The role and the durability of the immunogenicity of the third dose of vaccine against COVID-19 variants of concern in cancer patients have to be elucidated. We have prospectively evaluated the immunogenicity of the third dose of the SARS-CoV-2 BNT162b2 messenger RNA vaccine in triggering both humoral and cell-mediated immune response in patients with solid tumors undergoing active treatment 6 months after the booster. Neutralizing antibody (NT Ab) titers and total anti-spike immunoglobulin G concentrations were measured in serum. Heparinized whole blood samples were used for the SARS-CoV-2 interferon-γ release assay (IGRA). Six months after the third dose only two patients (2.4%) showed negative spike-specific immunoglobulin G antibody levels (<33.8 BAU/ml). The median level of SARS-CoV-2 NT Abs decreased and only 39/83 (47%) subjects showed maximum levels of NT Abs. T-cellular positive response was observed in 38/61 (62.3%) patients; the highest median level of response was observed 21 days after the third dose (354 mIU/ml, interquartile range 83.3-846.3 mIU/ml).

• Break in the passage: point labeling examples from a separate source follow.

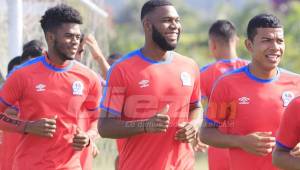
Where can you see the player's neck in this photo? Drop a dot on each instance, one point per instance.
(261, 73)
(55, 59)
(154, 53)
(227, 54)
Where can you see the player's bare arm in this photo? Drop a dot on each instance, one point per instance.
(97, 54)
(188, 130)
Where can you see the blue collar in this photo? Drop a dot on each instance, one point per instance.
(149, 60)
(253, 77)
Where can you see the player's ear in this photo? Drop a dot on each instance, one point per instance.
(50, 37)
(249, 45)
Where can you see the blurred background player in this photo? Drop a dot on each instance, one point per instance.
(32, 49)
(60, 88)
(223, 40)
(286, 154)
(246, 105)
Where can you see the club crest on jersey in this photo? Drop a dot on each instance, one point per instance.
(77, 88)
(287, 97)
(186, 79)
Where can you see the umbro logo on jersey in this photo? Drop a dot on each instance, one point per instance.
(287, 97)
(144, 83)
(40, 87)
(244, 100)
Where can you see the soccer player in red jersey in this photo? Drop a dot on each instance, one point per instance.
(152, 97)
(51, 91)
(286, 153)
(222, 45)
(246, 105)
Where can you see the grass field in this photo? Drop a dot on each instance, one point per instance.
(108, 152)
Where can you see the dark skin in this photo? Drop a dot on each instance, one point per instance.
(166, 20)
(63, 43)
(266, 50)
(284, 159)
(62, 47)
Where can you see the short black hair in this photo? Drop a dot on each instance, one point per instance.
(223, 29)
(149, 6)
(56, 16)
(115, 55)
(262, 21)
(13, 62)
(33, 43)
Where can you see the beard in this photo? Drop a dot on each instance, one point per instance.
(61, 54)
(160, 40)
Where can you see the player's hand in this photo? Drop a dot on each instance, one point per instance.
(159, 122)
(258, 143)
(80, 140)
(198, 146)
(296, 151)
(43, 127)
(186, 133)
(93, 46)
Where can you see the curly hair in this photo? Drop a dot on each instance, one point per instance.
(150, 5)
(262, 21)
(56, 16)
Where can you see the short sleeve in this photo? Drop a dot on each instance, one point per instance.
(289, 130)
(203, 84)
(94, 94)
(114, 92)
(11, 91)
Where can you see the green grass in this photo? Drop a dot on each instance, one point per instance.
(108, 152)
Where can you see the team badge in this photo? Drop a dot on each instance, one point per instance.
(77, 88)
(186, 79)
(287, 97)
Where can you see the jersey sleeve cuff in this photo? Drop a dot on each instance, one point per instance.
(211, 122)
(112, 111)
(279, 144)
(196, 103)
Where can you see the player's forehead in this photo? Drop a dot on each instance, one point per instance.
(167, 11)
(70, 28)
(270, 33)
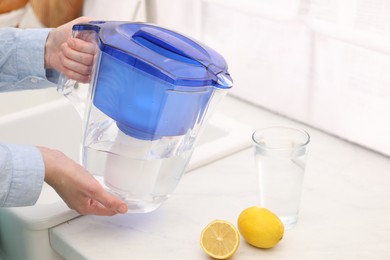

The lowest median level of NT Ab response was observed against the Omicron variant (1 : 10, interquartile range 1 : 10-1 : 40) with a significant reduced rate of responder subjects with respect to the wild-type strain (77.5% versus 95%; P = 0.0022) and Delta variant (77.5% versus 93.7%; P = 0.0053). During the follow-up period, seven patients (8%) had a confirmed post-vaccination infection, but none of them required hospitalization or oxygen therapy. Our work highlights a significant humoral and cellular immune response among patients with solid tumors 6 months after the third BNT162b2 vaccine dose, although a reduction in neutralizing activity against Omicron was observed. •Only two patients (2.4%) showed negative spike-specific IgG antibody levels (<33.8 BAU/ml)•Only 39/83 (47%) subjects showed maximum level of neutralizing antibodies (NT Abs).•T-cellular positive response was observed in 38/61 (62.3%) analyzed patients.•The lowest median level of NT Ab response was observed against the Omicron variant.•Seven patients (8%) had a post-vaccination infection; none of them required hospitalization or oxygen therapy.